Problems with elasticsearch where '*' is the field

326 Views Asked by At

So, I should prefix this by saying that I understand * is a special character that should be escaped for elasticsearch queries. Here's the setup and trouble I'm facing. The basic problem boils down to that I'm unable to search fields containing only '*'.

curl -XPUT 'http://localhost:9200/test_index/test_item/1' -d '{
    "some_text" : "*"
}'
curl -XPUT 'http://localhost:9200/test_index/test_item/2' -d '{
    "some_text" : "1+*"
}'
curl -XPUT 'http://localhost:9200/test_index/test_item/3' -d '{
    "some_text" : "asterisk"
}'

curl -XGET 'http://localhost:9200/test_index/_search?q=some_text:*'

Results:
"hits":{"total":2,"max_score":1.0,"hits":[
    "_source":{"some_text" : "1+*"},
    "_source":{"some_text" : "asterisk"}
]


curl -XGET 'http://localhost:9200/test_index/_search?q=some_text:\*'

Results:
"hits":{"total":0,"max_score":null,"hits":[]}

Using python elasticsearch:

>>>from elasticsearch import Elasticsearch
>>> es = Elasticsearch()
>>>es.search(index='test_index', doc_type='test_item', body={"query":{"match":{"some_text":"*"}}})

No hits

>>>es.search(index='test_index', doc_type='test_item', body={"query":{"match":{"some_text":"asterisk"}}})

One hit('asterisk')

>>>es.search(index='test_index', doc_type='test_item', body={"query":{"match":{"some_text":"\*"}}})

No hits



Using pyelasticsearch
>>>es.search('some_text:*', index='test_index')
2 hits, '1+*' and 'asterisk'
>>>es.search('some_text:\*', index='test_index')
No hits

How can I get the first item to show up in a search? Despite the inconsistencies between the various search methods, all of them seem to agree that I'm not allowed to get '*' back, but why? Also, escaping * seems to make the problem worse, which is kind of unusual. (I assume there is some autoescaping in the libraries perhaps, but that doesn't really explain the direct ES query).

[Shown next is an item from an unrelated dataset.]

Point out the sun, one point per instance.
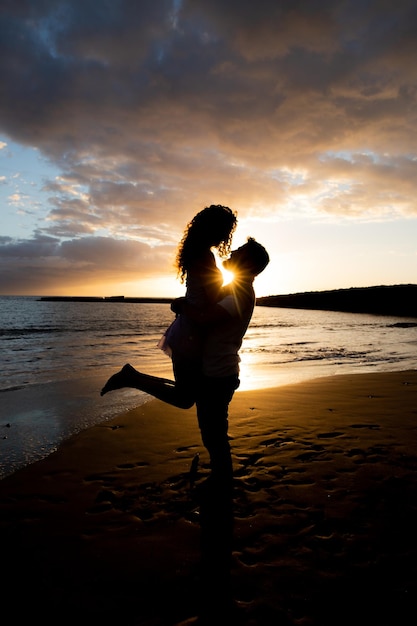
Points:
(227, 276)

Edit: I should mention that it is definitely indexed.

>>>es.get('test_index', 'test_item', 1)

{'_index': 'test_index', '_version': 1, '_id': '1', 'found': True, '_type': 'test_item', '_source': {'some_text': '*'}}

It may be possible that it's stored, though, which is a special thing for elasticsearch as far as I know?

Edit2: ElasticSearch docs that talk about escaping some

1

There are 1 best solutions below

0
On

Ended up solving this by changing the analyzer to a whitespace analyzer. (It was a lucene issue, not elasticsearch, which was why it was tough to find!)